Apesar da busca por unidade, Bruno admite que, em várias outras cidades, o racha interno será inevitável e que, nestes casos, o trabalho é para que Ronaldo Caiado não tome partido entre qualquer candidato da base.

Como é?

“Vamos trabalhar para que haja a junção e, se houver disputa entre dois partido da base, vamos pedir ao governador que não se envolva”, conta Bruno.

Agenda

“O governo atua fortemente no combate à pandemia, com regionalização da saúde, e ao mesmo tempo atua na área política.

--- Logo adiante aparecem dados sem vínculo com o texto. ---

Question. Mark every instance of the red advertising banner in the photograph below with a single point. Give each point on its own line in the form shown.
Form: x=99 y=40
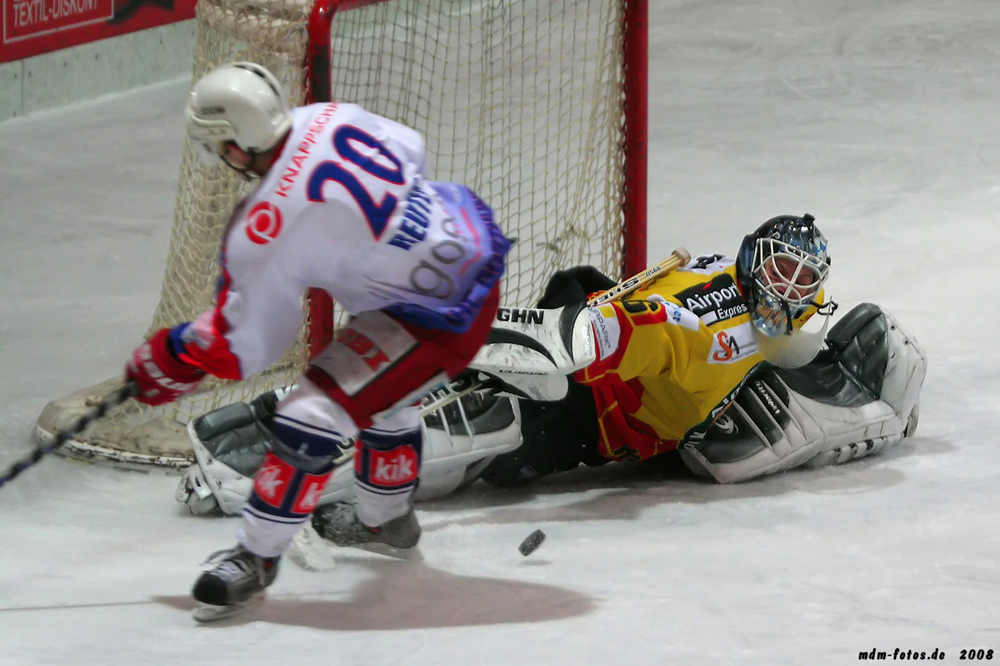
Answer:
x=32 y=27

A agenda política do governador faz parte do cotidiano”, ressalta o líder, sobre a presença do governador nas conversas.

Poder estadual

O presidente do STF, Dias Toffoli, negou pedido de municípios de Minas Gerais que insistem em descumprir medidas de restrição e isolamento social determinadas em decreto do governo estadual no combate à pandemia.

Autonomia

Para Toffoli, o poder de decretos municipais não se sobrepõe à “preservação da ordem jurídico-constitucional instituída pelos governos estaduais”. Enquanto isso, em Goiás, o estado prefere não judicializar decisões divergentes de prefeitos.

Exemplo

O município de Sete Lagoas recorreu de decisões do TJMG e apresentou capacidade hospitalar satisfatória, com potencial ampliação de leitos de UTI, e argumentou que a obrigação constitui “grave lesão à ordem administrativa, política e jurídica”.

Verificado

A Controladoria-Geral do Estado (CGE) analisou procedimentos de compras e contratações que somaram mais de R$ 4 bilhões no primeiro semestre de 2020, e gerou economia de R$ 226,8 milhões - 5,6% do valor total.

Emergencial

Entre março e junho, foram inspecionados 106 processos emergenciais para combate ao coronavírus (R$ 446 milhões) e recomendações economizaram R$ 35,5 milhões. 

CURTAS

- O parecer das contas de 2019 do governo estadual será apreciado segunda-feira (13) pelo plenário virtual do TCE.

- A conselheira Carla Santillo foi sorteada para a relatoria e, depois do Pleno, o julgamento caberá à Assembleia Legislativa.

- Setor de serviços em Goiás tem leve recuperação de 2,2% em maio, mas registra queda acumulada de 8,2% em 2020.